Why device evidence is structurally different
Three features, none of them fixable by demanding more RCTs.
Iteration outpaces evaluation. A device assessed at version 3 may be at version 6 by the time the assessment publishes. The pharmaceutical assumption — molecule fixed, evidence accumulates around it — simply does not hold. An assessment regime that cannot handle versioning will perpetually evaluate products that no longer exist.
The operator is part of the intervention. Outcomes for implantables and surgical devices carry learning-curve effects: the same device yields different results in its hundredth versus its thousandth deployment at a center. Trials run at expert centers systematically overestimate real-world effectiveness — not as bias in the pejorative sense, but as a transportability problem baked into the technology class.

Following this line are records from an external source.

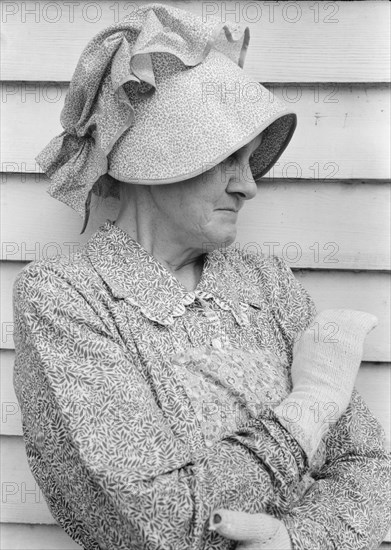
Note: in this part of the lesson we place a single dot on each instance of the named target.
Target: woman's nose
(241, 181)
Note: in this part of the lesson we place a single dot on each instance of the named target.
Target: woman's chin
(222, 238)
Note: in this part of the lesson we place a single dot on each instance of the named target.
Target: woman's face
(204, 209)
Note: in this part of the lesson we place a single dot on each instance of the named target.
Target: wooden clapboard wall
(324, 208)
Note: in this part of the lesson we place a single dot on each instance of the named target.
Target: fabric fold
(116, 64)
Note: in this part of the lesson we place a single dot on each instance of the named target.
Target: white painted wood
(367, 291)
(342, 133)
(373, 382)
(313, 225)
(35, 537)
(22, 500)
(300, 41)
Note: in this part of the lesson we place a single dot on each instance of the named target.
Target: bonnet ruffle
(97, 109)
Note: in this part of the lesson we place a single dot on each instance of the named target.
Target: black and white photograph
(195, 275)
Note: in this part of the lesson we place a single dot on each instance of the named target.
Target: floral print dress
(146, 406)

Follow-up lives in registries. Long-term device performance — the thing payers and patients actually care about — has historically come from implant registries and routinely collected data, not extended trial follow-up. The best evidence on a hip implant's ten-year survivorship is registry evidence, full stop.

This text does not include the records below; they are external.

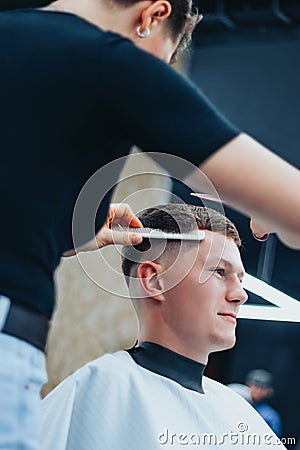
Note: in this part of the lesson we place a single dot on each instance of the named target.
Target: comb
(195, 235)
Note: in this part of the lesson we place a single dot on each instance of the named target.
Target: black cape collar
(169, 364)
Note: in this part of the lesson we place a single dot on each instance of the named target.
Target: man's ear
(155, 14)
(148, 274)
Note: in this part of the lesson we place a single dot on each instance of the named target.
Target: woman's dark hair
(182, 21)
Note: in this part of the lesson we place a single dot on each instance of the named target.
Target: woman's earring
(143, 35)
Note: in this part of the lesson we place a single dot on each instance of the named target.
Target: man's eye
(219, 271)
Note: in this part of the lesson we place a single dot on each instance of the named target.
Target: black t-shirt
(74, 98)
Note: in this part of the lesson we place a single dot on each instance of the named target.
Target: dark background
(245, 58)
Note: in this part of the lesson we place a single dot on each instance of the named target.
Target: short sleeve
(158, 109)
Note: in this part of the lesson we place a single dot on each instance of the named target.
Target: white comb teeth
(195, 235)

Notice what those three features have in common: every one of them is a real-world evidence problem. Versioned exposure definitions, provider-level effect modification, registry-based long-term outcomes — this is RWE's home turf, the methods territory pharmacoepidemiology and HSR have spent two decades professionalizing.

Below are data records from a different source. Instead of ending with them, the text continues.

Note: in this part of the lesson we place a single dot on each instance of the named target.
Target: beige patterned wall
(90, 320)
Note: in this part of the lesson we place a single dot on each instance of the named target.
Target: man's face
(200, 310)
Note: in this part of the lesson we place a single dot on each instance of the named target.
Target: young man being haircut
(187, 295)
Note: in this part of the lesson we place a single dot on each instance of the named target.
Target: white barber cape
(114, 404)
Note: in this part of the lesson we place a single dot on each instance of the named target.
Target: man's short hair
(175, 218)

The opportunity, and the failure mode
The opportunity: device JCAs could become the venue where registry-grade RWE gets treated as primary evidence rather than supplementary garnish — because for this technology class there is frequently no credible alternative. Done well, that precedent then back-propagates to medicines, where regulators and HTA bodies have been inching toward RWE acceptance for years.
The failure mode is equally clear, and the early qualitative findings hint at it: assessors trained on pharmaceutical dossiers apply pivotal-trial expectations to a technology class that cannot meet them, conclude "insufficient evidence" at scale, and the JCA becomes a stamp that says we looked, and the evidence was not shaped like a drug trial.[2] Strictly true. Decisionally useless. And corrosive to the regulation's legitimacy with the device industry from day one.
What would competence look like
For manufacturers: invest now in registry partnerships, pre-specified protocols for observational comparisons (the target trial discipline applies to devices too — with the device version and operator experience as explicit protocol elements), and transparent provenance for routinely collected data. For methodologists: the device-JCA methods playbook — versioning, learning curves, registry quality criteria — is genuinely unwritten, which makes it one of the highest-leverage publication targets in HTA right now. For assessment bodies: borrow the lesson medicines took a decade to learn — the question is never "is this evidence perfect," it is "is this evidence adequate for this decision, with uncertainties named and priced."
Devices entering the JCA is a stress test of whether Europe's new assessment machinery can flex to fit the evidence that actually exists. Watch it closely. The answer will tell you a great deal about how the next decade of RWE acceptance goes — for everything.